PDA

View Full Version : Definite Win

Cain
3rd November 2016, 07:38 PM
Hi.

I'm newish to sports betting and was just looking at some odds.
Take tennis for example player A is paying 1.2 for a win and player B 15 for the win.
I can see that the match is close to finishing with player A having dominated all sets and will without a doubt win unless by some act of god he breaks a leg.
So I jump in and put \$100 down. Now I only make \$20, but it was a safe \$20.
Is this a valid strategy? I know it's not a certainty in sports like boxing where a lucky punch can throw the match last minute. But in say soccer 5 min to go and score is 2-0 let's say, the likely hood of a loss is very low.
I know you not going to make huge payouts but it's more for the fun, and a couple bucks for a beer.

What you all think? Or am I a complete fool who is missing something obvious.

Cheers.

4th November 2016, 11:05 AM
Hi Cain, welcome to the forum!

Betting on low odds selections does tend to payout better than regularly betting on higher odds selections, primarily due to the favourite-longshot bias (https://en.wikipedia.org/wiki/Favourite-longshot_bias). With that in mind, if you bet on every selection that was at 1.20 odds or less, you should still lose out on the long-run due to bookmaker margins.

Keep in mind that bookmakers only offer odds if they believe the selection has a chance of losing. They have a ton of experience and a lot of data at their disposal so they are normally pretty accurate at assessing probabilities. You may see something as a definite win, but there will be a reason why the bookmaker doesn't think so.

With the decimal odds system you can take the reciprocal of the odds to figure out the implied probability of winning. For example, with player A at 1.20 odds, the implied probability of winning is 1/1.2 = 83.33%. If you believe player A has a better than 83.33% chance of winning then you should back them.

Every now and then I feel a bookmaker has got it completely wrong and will jump in aggressively. They rely heavily on stats but sometimes they miss subtle details in the game (body language suggesting fatigue, particular tendencies of a specific player, etc.). I've backed tennis players in-play as high as 1.38 odds when I've personally written off the chances of their opponent.

I recommend you use your judgement and bet in moderate amounts until you build up betting experience. This will enable you to assess whether you genuinely have an edge over bookmakers in low-odds selections. You can track your results (using a betting tracker like http://www.aussportsbetting.com/tools/betting-tracker-excel-worksheet/) to monitor your performance.

Cain
6th November 2016, 07:58 PM
Thank you for that.

Another question.
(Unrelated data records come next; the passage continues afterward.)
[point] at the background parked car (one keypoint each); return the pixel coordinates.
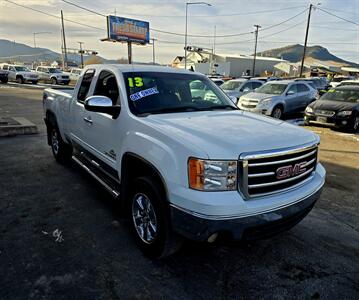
(338, 108)
(53, 75)
(20, 74)
(240, 86)
(349, 82)
(3, 76)
(276, 98)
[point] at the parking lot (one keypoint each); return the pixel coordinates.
(63, 237)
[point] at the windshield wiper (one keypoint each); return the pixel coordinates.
(224, 106)
(169, 110)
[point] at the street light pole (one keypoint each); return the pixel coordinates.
(186, 29)
(255, 50)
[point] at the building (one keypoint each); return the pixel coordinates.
(227, 65)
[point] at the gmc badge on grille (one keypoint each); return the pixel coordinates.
(290, 171)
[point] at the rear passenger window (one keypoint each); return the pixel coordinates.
(107, 86)
(85, 85)
(302, 88)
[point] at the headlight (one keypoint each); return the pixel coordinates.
(212, 175)
(265, 102)
(344, 113)
(309, 110)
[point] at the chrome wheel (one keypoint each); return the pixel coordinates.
(55, 142)
(356, 124)
(144, 218)
(277, 113)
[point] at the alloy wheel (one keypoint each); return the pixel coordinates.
(144, 218)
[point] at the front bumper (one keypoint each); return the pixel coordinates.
(246, 228)
(337, 122)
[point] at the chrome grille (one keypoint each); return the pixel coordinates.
(325, 113)
(272, 172)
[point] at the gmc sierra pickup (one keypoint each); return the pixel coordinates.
(180, 165)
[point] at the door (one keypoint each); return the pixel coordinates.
(304, 92)
(103, 134)
(80, 123)
(292, 99)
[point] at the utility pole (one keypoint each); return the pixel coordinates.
(153, 51)
(82, 55)
(305, 41)
(64, 61)
(255, 49)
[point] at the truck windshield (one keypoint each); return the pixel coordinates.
(161, 92)
(272, 88)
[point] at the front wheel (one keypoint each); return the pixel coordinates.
(150, 220)
(61, 150)
(277, 112)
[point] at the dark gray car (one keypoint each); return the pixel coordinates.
(276, 98)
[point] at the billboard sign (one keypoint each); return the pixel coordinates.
(128, 30)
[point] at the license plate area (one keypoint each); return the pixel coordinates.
(322, 119)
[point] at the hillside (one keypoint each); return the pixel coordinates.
(25, 53)
(293, 53)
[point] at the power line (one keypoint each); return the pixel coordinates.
(339, 17)
(53, 16)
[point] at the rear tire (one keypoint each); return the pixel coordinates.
(277, 112)
(150, 222)
(61, 150)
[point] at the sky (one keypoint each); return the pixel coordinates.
(229, 17)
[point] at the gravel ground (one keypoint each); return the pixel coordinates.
(63, 237)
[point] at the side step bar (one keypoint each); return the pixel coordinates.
(113, 191)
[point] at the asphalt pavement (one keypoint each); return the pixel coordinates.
(63, 237)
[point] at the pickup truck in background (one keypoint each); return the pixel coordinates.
(20, 74)
(182, 166)
(52, 75)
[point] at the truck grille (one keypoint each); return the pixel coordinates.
(267, 173)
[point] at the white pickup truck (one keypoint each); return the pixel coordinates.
(183, 166)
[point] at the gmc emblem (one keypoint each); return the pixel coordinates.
(290, 171)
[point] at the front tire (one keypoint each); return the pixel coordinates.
(61, 150)
(277, 112)
(150, 219)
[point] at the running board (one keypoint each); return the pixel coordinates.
(100, 178)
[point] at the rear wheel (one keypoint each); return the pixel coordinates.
(150, 219)
(277, 112)
(61, 150)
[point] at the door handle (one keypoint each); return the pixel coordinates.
(88, 120)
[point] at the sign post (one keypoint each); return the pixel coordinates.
(128, 31)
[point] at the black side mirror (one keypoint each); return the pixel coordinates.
(102, 104)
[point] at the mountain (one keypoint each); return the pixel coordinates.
(10, 50)
(293, 53)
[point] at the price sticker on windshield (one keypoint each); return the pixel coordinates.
(135, 82)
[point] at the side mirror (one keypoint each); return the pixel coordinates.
(102, 104)
(290, 93)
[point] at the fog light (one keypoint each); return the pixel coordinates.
(212, 238)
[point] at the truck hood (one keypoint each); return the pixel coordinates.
(227, 134)
(333, 105)
(258, 96)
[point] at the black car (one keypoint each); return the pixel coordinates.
(3, 76)
(338, 107)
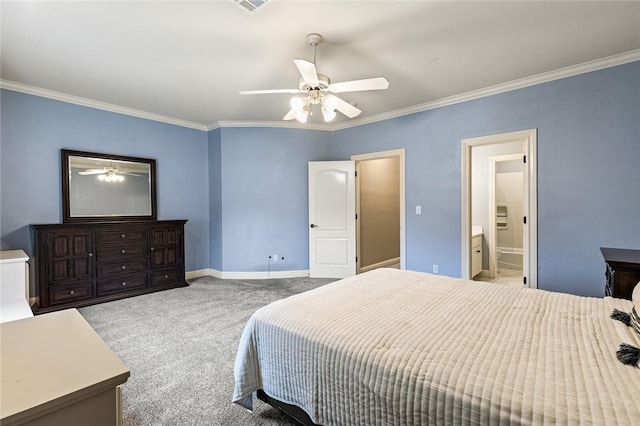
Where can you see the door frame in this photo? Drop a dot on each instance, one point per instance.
(530, 208)
(493, 238)
(400, 153)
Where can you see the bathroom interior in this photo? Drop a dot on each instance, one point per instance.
(497, 190)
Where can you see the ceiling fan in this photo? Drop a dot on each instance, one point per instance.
(317, 89)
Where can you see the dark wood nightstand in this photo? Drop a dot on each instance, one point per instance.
(622, 271)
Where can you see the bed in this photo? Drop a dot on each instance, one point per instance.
(392, 347)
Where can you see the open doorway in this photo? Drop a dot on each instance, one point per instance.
(505, 225)
(380, 239)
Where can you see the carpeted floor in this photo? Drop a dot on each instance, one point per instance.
(180, 346)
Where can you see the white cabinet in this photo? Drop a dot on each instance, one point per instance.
(63, 374)
(476, 255)
(14, 286)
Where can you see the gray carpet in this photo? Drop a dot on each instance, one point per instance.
(180, 346)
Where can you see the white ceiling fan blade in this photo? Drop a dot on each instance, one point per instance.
(290, 115)
(346, 108)
(308, 71)
(265, 92)
(378, 83)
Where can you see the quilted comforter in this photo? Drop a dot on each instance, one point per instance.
(393, 347)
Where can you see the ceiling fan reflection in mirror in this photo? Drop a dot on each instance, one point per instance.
(108, 174)
(317, 89)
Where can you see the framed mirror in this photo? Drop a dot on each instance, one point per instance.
(102, 187)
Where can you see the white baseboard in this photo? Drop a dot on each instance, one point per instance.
(189, 275)
(261, 275)
(382, 264)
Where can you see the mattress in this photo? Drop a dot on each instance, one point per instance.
(393, 347)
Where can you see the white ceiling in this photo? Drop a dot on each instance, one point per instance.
(187, 61)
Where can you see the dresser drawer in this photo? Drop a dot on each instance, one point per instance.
(70, 293)
(122, 283)
(121, 267)
(108, 252)
(121, 236)
(166, 276)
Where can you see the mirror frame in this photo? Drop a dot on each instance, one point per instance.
(66, 201)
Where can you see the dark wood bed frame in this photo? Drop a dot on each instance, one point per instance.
(293, 411)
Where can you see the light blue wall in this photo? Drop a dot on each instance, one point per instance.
(215, 199)
(34, 129)
(588, 171)
(264, 196)
(244, 190)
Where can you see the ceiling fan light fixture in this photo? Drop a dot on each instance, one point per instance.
(302, 115)
(330, 102)
(328, 114)
(298, 103)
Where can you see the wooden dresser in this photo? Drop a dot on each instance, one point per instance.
(622, 271)
(80, 264)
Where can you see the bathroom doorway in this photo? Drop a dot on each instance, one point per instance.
(506, 206)
(484, 159)
(380, 211)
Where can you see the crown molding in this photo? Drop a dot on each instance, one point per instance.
(63, 97)
(598, 64)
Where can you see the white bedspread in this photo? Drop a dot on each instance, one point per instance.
(394, 347)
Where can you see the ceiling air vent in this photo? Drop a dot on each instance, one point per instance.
(251, 6)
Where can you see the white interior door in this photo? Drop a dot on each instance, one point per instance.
(332, 220)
I'm looking at alitte matched betting (my mate told me about it). I have just come across a game (soccer). Arsenal vs Tottanham, Bet365 paying \$3.6 for the draw, but bet fair is paying \$3.75 for a lay bet on the draw. Am I reading this wrong? cause in my mind if I place a \$100 bet with bet365 for the win and a lay bet with betfair, I can only win???? this just doesn't seem right?

7th November 2016, 08:54 AM
Hi Cain,

Those odds makes sense because with lay bets it isn't Betfair who pays out at 3.75 odds, it is the lay bettor who does. A guaranteed win opportunity only occurs if the lay odds (adjusted for commission) are less than the bet365 odds.

With Betfair back odds you play the role of the punter, while with lay odds you play the role of the bookmaker. If you place a back wager you are hoping the selection will win and if you place a lay wager you are hoping the selection will lose.

If you placed a \$10 lay bet on the draw at 3.75 odds, you are effectively playing the role of the bookmaker, with some other Betfair member playing the role of the punter with a \$10 back bet. The amount of funds at risk with a lay bet are dependent on the odds, not just the stake. The member who is backing the draw stands to lose \$10 if the bet loses and win a \$27.50 profit if the bet wins. In contrast, as the lay bettor you will win \$10 if the draw doesn't occur but will lose \$27.50 if the result is a draw.

A guaranteed win is possible if the lay odds (adjusted for commission) are less than the bet365 odds. This is because when you're a lay bettor you want lower odds, not higher odds.

Playing around with this calculator may help to clarify things:
http://www.aussportsbetting.com/tools/online-calculators/betting-exchange-arbitrage-hedging-calculator/

For the Original Wager Details, enter 100 as the stake, 3.60 as the back odds and 0% commission (because it's a back bet with bet365). Then enter 3.75 lay odds, No for "With same exchange as original wager?" and 5% as the exchange commission. The calculator will inform you that the lay odds need to bet below 3.47 for a guaranteed opportunity to make money. If you instead enter 3.30 as the lay odds the calculator will show a number of strategies to make a guaranteed profit.